Wednesday, 18 January 2012

RETURN OF THE LIVING DEAD 3 (1993)


We all have our favourite zombie movies, don't we? For many it will be perennial classics like Romero's DAWN OF THE DEAD, and quite rightly so. While I do love that flick, my two favourites have to be Shaun of the Dead (2004) and this one here, Return of the Living Dead 3 (1993). This film is dear to my heart as I saw it at the height of my addiction to VHS rentals from Metro Video in Sheffield, my old stomping ground.
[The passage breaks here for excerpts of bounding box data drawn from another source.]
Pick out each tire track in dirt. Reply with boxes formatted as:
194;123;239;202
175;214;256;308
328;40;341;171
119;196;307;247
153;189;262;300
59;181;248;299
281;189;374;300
There is something about this film that works extremely well. While it lacks the gonzoid brilliance of the first or the slapstick comedy of the second, it has a unique atmosphere and fascination for me. Really a sequel in name only (as well as the inclusion of the Trioxin chemical that brought the dead back in the first two), it was directed by none other than Brian Yuzna and is pretty much a perfect horror film to these eyes. The budget was clearly limited, but the production doesn't suffer from the lack of a massive wad of cash. If anything, it makes it work even better.


ROTLD3 concerns a military operation to use a new form of Trioxin to animate the dead and turn them into zombie soldiers. The son of a Colonel and his girlfriend Julie (the awesome Mindy Clarke) discover what's going on (they originally believe that animals are being experimented on and set off to disrupt the operation). In the chaos that ensues, a zombie outbreak kicks off and soon Julie is infected with the Trioxin (by her boyfriend no less – he gives it to her after she is killed in a motorbike accident).

She begins to transform, but amidst the bloody mayhem as zombies begin to attack a nearby town, Julie discovers she is able to hold on to her humanity by causing herself pain. Thus begins her transformation into a horrifically modified half-zombie version of herself, covered in shards of broken glass, nails rammed through her hands, her body pierced and mutilated to the point that she looks like a Cenobite from the Hellraiser movies.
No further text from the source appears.